Die Segelgeräte dürfen nur von schwimmkundigen Personen und nur bei Tag und bei klarer Sicht verwendet werden. Im übrigen gelten die Fahrregeln der Bodensee-Schiffahrts-Ordnung.
Art. 25 b) Vergnügungs- und Spielgeräte
Strand- und Schlauchboote sowie ähnliche Vergnügungs- und Spielgeräte unter 2,5 m Länge dürfen innerhalb der Uferzone von 150 m verwendet werden. Sie dürfen mit keinem Motor ausgerüstet sein.
Art. 25bis Zürichsee
Die Uferzone von 50 m ist auf dem Obersee von der Spitze des Hörnli (Koordinaten 708 900/230 450) bis zur Kormoraninsel (Koordinaten 707 250/230 850) für die Schiffahrt gesperrt.
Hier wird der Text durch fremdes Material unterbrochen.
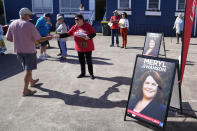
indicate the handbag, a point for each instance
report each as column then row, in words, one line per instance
column 84, row 44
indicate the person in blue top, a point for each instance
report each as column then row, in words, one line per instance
column 178, row 26
column 2, row 43
column 149, row 97
column 42, row 25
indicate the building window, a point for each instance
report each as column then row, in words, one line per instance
column 180, row 5
column 124, row 4
column 153, row 5
column 42, row 6
column 69, row 6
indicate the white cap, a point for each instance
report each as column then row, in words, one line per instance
column 25, row 11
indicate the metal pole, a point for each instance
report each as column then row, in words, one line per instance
column 5, row 18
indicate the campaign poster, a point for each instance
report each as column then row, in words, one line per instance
column 151, row 89
column 152, row 44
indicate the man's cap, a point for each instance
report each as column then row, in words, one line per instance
column 25, row 11
column 115, row 11
column 47, row 15
column 60, row 17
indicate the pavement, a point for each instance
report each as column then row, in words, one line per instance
column 65, row 103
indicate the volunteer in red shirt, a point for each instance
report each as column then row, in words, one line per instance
column 114, row 28
column 83, row 34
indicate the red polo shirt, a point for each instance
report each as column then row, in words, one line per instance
column 115, row 25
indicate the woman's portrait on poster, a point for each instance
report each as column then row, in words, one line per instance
column 151, row 49
column 148, row 98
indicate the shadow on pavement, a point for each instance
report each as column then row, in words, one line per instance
column 10, row 66
column 85, row 101
column 69, row 59
column 136, row 48
column 77, row 100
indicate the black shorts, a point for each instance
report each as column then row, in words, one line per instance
column 28, row 60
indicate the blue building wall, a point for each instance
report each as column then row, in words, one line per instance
column 13, row 6
column 139, row 22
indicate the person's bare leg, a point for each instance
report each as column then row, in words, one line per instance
column 27, row 78
column 32, row 81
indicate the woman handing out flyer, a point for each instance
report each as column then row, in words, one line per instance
column 83, row 34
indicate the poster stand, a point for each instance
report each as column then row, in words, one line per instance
column 154, row 45
column 162, row 51
column 168, row 72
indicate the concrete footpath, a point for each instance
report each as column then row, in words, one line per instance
column 65, row 103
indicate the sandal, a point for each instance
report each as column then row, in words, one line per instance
column 34, row 82
column 29, row 93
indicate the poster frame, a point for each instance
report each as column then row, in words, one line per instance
column 171, row 88
column 159, row 43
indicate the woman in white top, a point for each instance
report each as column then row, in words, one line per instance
column 62, row 28
column 124, row 26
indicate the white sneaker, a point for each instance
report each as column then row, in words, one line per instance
column 42, row 57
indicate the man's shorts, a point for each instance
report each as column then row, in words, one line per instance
column 43, row 44
column 28, row 60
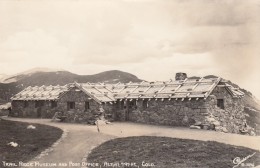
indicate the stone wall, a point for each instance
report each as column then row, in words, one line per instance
column 188, row 112
column 19, row 109
column 173, row 112
column 79, row 113
column 229, row 119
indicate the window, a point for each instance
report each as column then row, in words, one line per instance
column 145, row 104
column 53, row 104
column 39, row 104
column 70, row 105
column 121, row 105
column 26, row 104
column 220, row 103
column 132, row 104
column 87, row 106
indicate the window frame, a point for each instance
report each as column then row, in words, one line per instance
column 221, row 103
column 39, row 104
column 54, row 104
column 25, row 104
column 145, row 104
column 87, row 105
column 71, row 105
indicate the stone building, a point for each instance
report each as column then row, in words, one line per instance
column 183, row 102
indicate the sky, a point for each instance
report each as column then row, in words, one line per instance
column 152, row 39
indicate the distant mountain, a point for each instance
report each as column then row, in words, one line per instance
column 42, row 76
column 38, row 77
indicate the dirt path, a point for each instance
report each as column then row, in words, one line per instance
column 82, row 138
column 74, row 147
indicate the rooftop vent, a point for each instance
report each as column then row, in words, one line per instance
column 180, row 76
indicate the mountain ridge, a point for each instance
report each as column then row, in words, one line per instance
column 42, row 76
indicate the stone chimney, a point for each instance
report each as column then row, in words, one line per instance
column 180, row 76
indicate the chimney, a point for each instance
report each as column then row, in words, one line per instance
column 180, row 76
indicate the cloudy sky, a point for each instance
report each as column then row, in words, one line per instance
column 152, row 39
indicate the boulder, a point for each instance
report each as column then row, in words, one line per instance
column 194, row 127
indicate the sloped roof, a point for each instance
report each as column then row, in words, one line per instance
column 235, row 92
column 41, row 93
column 188, row 88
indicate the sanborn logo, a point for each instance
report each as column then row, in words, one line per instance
column 238, row 161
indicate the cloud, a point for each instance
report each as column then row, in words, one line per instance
column 37, row 48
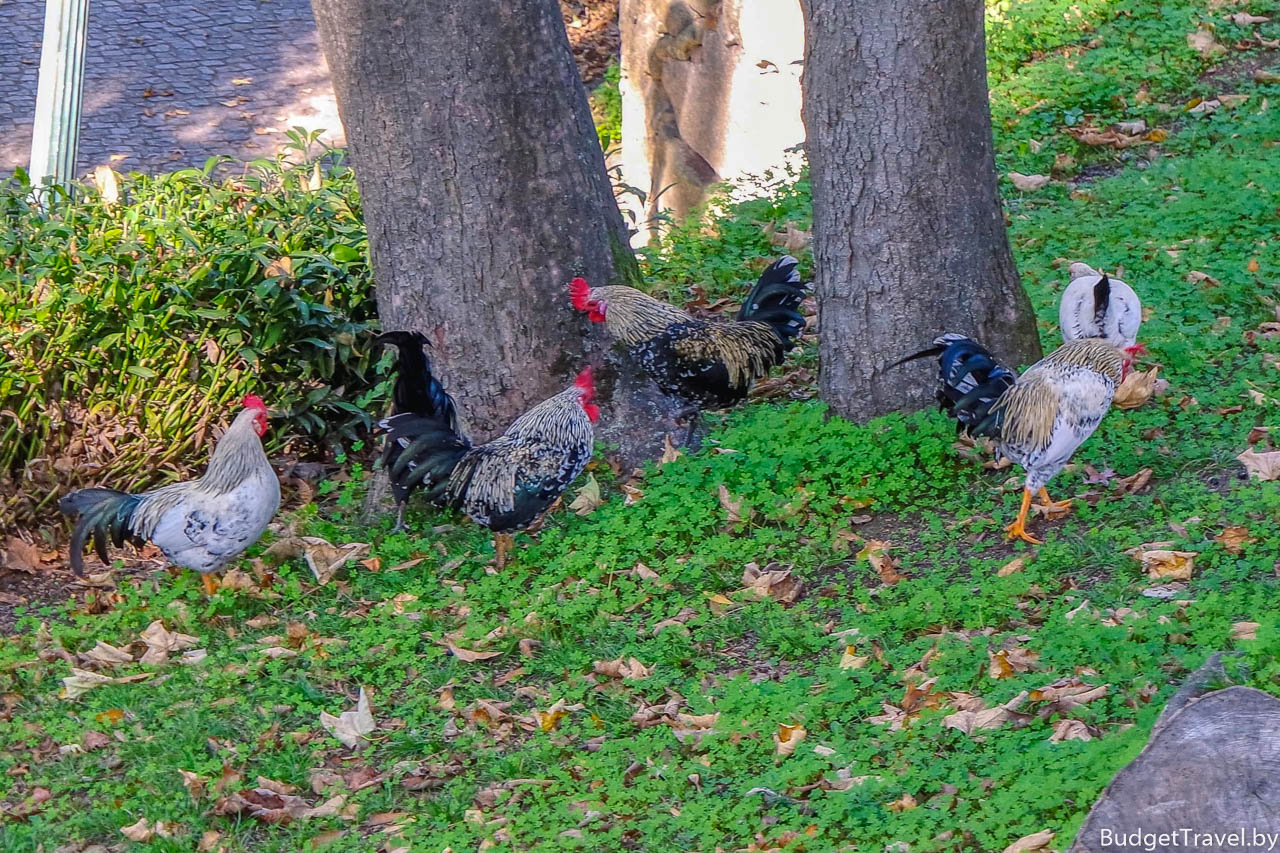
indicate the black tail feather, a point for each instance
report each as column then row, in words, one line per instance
column 424, row 443
column 1101, row 300
column 776, row 300
column 104, row 514
column 970, row 381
Ausgenommen sind die Anlieger für die Zu- und Wegfahrt.
Die anerkannten besonderen Fischereirechte bleiben vorbehalten.
(7.) VII. Schlussbestimmungen
Art. 26 Übergangsbestimmung
Die Hafenordnungen nach Art. 19 dieser Verordnung sind bis spätestens 1. Juni 1983 dem Justiz- und Polizeidepartement zur Genehmigung einzureichen.
Art. 27
Art. 28 Aufhebung bisherigen Rechts
Es werden aufgehoben:
die Interkantonale Verordnung betreffend die Schiffahrtspolizei auf dem Bodensee, Untersee und Rhein zwischen Rheineck und Schaffhausen vom 18. September 1937;
die Hafenordnung für den kantonalen Bodenseehafen und die Ablagerungsplätze in Rorschach vom 12. Juli 1922;
die Verordnung über die Zulassung kleiner Wasserfahrzeuge in der Uferzone des Bodensees vom 12. Juli 1977;
die Vollzugsverordnung zu den interkantonalen Vorschriften über die Schiffahrt auf dem Zürichsee und dem Walensee vom 27. Mai 1968;
der Tarif der Beiträge der Schiffshalter auf dem Zürichsee und dem Walensee an die Kosten der Untiefenbezeichnung sowie des Sturmwarn- und Seerettungsdienstes vom 27. Mai 1968;
die Verordnung über die Schiffahrt in der Uferzone und das Wasserskifahren auf dem st.gallischen Teil des Bodensees vom 26. Juni 1962.
Art. 29
Diese Verordnung wird ab 1. Juni 1980 angewendet.